What a fun day! Vega looks thrilled to be out in the sun, which I'm sure is because of his trim. I think he looks great in it. I bet he loved the ducks, too!


----------



## apoodleaday (Feb 22, 2010)

I really like Vega's short trim. It looks very sporty. I'm glad the dogs were able to enjoy themselves and get out for a good run


----------



## macker905 (Mar 21, 2010)

Both of your dogs are beautiful, you must be so proud to have 2 of the most intelligient breeds. I miss my German Shepherds terribly and am looking forward to the arrival of our Standard boy (late June birth). While I am not a groomer, I think your Vega looks beautiful and perfect.
I love the second picture the most, (they are ALL nice), but I just love the way they are both reaching for your face with their tongues, showing you love and affection like they do with members of "their pack".....that's special.


----------



## macker905 (Mar 21, 2010)

Did I mention that I am jealous???


----------



## poodleholic (Jan 6, 2010)

Fabulous photos! I especially loved (and melted at) the 2nd one, with those marvelous tongues! lol


----------



## Birdie (Jun 28, 2009)

Wow, Vega looks SO handsome in that trim!! He's such a gorgeous dog, I think he looks great.  Most poodles can't pull off such a short trim, he looks great though. I especially love the second to last picture, it really shows off how well built he is. I also, of course, love the pictures with the kissy dogs. How cute! I wish Desmond gave me kisses lol


----------



## Reesmom (Feb 4, 2010)

What a fun day!!! I'm in Charlotte this weekend. Great pics.


----------



## faerie (Mar 27, 2010)

what a great group of pics!

i've been loved by both a german shepherd and now my spoo. they are fantastic breeds.
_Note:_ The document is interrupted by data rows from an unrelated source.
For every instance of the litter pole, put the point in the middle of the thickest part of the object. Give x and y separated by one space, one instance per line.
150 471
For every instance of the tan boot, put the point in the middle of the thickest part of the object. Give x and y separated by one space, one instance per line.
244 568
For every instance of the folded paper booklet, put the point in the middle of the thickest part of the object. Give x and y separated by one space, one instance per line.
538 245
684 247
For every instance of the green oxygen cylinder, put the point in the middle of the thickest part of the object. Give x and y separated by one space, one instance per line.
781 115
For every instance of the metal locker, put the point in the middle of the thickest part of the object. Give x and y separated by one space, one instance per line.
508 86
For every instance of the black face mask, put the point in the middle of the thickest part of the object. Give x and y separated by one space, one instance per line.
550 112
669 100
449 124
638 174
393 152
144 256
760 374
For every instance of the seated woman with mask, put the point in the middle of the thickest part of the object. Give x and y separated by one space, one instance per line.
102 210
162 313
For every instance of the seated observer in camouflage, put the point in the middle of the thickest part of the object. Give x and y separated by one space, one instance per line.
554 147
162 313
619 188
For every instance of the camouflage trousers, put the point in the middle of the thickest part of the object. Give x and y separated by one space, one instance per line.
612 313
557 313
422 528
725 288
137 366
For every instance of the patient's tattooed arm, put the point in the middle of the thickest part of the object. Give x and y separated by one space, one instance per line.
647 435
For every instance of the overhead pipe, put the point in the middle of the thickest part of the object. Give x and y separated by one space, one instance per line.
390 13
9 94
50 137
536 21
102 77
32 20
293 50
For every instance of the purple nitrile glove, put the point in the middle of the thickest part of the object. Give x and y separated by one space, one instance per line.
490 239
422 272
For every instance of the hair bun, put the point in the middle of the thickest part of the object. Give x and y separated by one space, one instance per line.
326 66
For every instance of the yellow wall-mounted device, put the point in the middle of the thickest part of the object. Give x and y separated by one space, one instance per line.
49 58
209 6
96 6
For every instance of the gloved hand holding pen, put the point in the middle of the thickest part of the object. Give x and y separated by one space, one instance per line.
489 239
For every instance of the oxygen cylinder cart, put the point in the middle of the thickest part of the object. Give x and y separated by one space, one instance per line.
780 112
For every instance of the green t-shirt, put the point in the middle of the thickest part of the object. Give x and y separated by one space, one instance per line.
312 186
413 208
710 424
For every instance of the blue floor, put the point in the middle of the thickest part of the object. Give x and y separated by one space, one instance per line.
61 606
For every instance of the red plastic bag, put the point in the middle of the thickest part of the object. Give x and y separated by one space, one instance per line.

oh and i'm loved by my cairns and eva, my lab x too (don't want anyone to feel left out).


----------



## spoosrule (Feb 16, 2008)

Looks like they enjoyed their time at the park. Thanks for sharing the pictures. Two of my favorite breeds.


----------



## Marian (Oct 20, 2009)

It's so fun to see dogs having fun with their people. Nice photos!


----------